A Wealth of Donations to the Museums of Berlin

The Kaiser-Friedrich-Museum (today the Bode-Museum) opened its doors in 1904. It had long been one of Wilhelm von Boden’s main projects, and had the financial backing of Emperor Wilhelm II. As a collector and Prussian patriot, it was important for Simon to be involved in this enterprise. He donated his Renaissance collection of around 500 objects to the museum

In 1916 James Simon informed Bode that he would donate a large portion of his art holdings. This second donation – 350 works, primarily made up of German and Dutch wooden sculptures from the late Middle Ages – took place in 1918, and was to remain unique. No other major collector was willing to take such a radical step in the crisis-ridden post-war period.

A Generous and Eclectic Patron

James Simon and his wife Agnes also made significant contributions to the Museum für Asiatische Kunst’s acquisition of artworks from the estate of the art dealer Hayashi Tadamasa (1853–1906) – an extremely important figure in the trade of Japanese art to Paris at the turn of the century. Unfortunately, these acquisitions were lost during the war, and are no longer in Berlin. The Simons were also active in the field of Japanese graphic art, and donated numerous woodcut prints to the museum.
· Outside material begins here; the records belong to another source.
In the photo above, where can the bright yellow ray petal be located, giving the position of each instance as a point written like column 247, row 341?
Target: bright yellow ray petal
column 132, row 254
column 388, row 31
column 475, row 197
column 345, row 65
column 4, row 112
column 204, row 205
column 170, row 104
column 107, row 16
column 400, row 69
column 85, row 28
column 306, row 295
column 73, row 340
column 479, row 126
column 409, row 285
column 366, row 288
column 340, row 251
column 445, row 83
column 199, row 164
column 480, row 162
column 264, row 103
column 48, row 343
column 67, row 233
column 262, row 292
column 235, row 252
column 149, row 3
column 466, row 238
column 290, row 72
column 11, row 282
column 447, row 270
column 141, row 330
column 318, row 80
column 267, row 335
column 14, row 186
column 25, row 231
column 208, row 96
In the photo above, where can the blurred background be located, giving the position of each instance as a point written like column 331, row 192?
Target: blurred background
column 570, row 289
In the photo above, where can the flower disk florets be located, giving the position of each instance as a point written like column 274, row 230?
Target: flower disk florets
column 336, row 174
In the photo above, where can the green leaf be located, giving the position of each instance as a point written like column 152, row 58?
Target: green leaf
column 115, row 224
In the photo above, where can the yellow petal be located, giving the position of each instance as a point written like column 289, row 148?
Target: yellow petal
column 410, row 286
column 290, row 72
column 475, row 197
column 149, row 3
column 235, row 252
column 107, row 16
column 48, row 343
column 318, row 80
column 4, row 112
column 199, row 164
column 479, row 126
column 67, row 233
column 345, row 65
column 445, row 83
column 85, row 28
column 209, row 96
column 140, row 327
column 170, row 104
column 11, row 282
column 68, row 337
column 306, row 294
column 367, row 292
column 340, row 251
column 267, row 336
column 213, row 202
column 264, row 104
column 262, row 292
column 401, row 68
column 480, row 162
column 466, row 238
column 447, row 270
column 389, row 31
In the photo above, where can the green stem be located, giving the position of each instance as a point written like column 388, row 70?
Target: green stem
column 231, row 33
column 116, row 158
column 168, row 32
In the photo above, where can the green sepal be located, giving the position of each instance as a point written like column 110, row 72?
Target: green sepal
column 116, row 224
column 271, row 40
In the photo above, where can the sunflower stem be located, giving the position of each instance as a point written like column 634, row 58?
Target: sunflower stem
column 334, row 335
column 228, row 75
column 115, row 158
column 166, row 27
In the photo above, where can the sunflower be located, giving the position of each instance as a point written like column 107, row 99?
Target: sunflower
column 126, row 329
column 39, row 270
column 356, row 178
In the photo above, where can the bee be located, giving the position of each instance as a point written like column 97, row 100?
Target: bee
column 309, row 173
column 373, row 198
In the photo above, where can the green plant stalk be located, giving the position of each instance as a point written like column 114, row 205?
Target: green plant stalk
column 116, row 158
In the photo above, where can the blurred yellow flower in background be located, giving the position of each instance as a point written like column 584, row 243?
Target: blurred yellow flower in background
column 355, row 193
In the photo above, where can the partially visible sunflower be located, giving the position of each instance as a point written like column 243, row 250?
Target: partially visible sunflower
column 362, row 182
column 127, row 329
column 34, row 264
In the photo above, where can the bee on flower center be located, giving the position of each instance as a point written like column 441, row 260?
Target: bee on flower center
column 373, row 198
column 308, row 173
In 1904, Simon became the head of the Museum für deutsche Trachten und Erzeugnisse des Hausgewerbes (Museum for German Traditional Costumes and Domestic Products), founded by Rudolf Virchow in 1889. In this role, he managed to incorporate the museum into the Royal Museums as the German Folklore Collection, housed in the prehistoric department of the Museum für Völkerkunde.
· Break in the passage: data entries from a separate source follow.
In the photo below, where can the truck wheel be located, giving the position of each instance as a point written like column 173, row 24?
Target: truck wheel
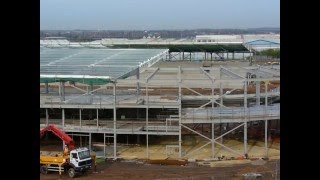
column 71, row 173
column 44, row 169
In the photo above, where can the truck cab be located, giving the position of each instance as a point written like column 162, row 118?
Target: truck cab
column 80, row 161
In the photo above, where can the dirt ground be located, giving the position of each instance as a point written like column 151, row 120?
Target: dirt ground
column 136, row 170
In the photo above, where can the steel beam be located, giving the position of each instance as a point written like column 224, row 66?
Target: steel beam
column 231, row 73
column 207, row 74
column 152, row 74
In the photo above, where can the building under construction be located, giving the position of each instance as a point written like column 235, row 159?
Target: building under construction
column 132, row 94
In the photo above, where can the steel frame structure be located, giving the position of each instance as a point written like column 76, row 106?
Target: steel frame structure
column 174, row 124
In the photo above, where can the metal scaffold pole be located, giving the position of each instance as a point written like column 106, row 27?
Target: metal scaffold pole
column 114, row 122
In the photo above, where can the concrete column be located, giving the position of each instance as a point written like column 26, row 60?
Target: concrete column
column 114, row 123
column 47, row 117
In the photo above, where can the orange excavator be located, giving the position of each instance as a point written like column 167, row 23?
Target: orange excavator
column 73, row 162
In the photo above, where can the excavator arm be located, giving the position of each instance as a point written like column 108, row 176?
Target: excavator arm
column 63, row 136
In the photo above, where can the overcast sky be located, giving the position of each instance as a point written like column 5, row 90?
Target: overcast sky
column 157, row 14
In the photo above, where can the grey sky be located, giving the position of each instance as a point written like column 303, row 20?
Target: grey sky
column 158, row 14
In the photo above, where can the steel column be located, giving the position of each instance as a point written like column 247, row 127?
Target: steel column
column 180, row 138
column 63, row 119
column 80, row 118
column 257, row 93
column 212, row 137
column 147, row 121
column 114, row 123
column 104, row 144
column 47, row 87
column 266, row 121
column 47, row 117
column 62, row 92
column 138, row 84
column 97, row 118
column 89, row 141
column 245, row 118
As a patron, Simon sponsored a collection of 24 large-format model houses representing all the regions of Germany. They were used primarily as documentation and educational resources to demonstrate the regional living and working environments of the 19th and 20th centuries, and are still highly informative. Through this activity, the name James Simon also became linked with the history of the Museum Europäischer Kulturen (previously known as the Museum für Deutsche Volkskunde [German Folklore Museum]).
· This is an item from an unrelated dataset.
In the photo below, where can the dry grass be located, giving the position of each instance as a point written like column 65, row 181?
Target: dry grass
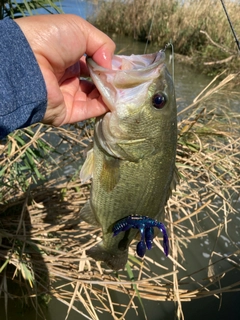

Condemned to Oblivion for Decades

From 1938 onwards, though, objects donated by Jewish patrons were labelled only as “gifts”, and the works donated by James Simon were removed from their original cabinet in August of 1939. After 35 years, the reputation of Berlin’s great patron had fallen victim to the racist policies of the Nazi regime, and even after 1945, the name James Simon came to be largely forgotten. After the division of Germany the works from Simon’s collection were split between the Eastern and Western part of Berlin. From 1973 works of the collection were shown in a room of the museums in Berlin-Dahlem.

Commemorating James Simon: An Important Responsibility for the Staatliche Museen zu Berlin

Since 2009, James Simon’s patronage has been recognised through a special James Simon room at the Bode-Museum. In 2019, the James-Simon-Kabinett is finally redesigned in its original room 216 in the Bode Museum and reopened to the public. As a marker of appreciation, the Museumsinsel’s new main entrance building has been named James-Simon-Galerie.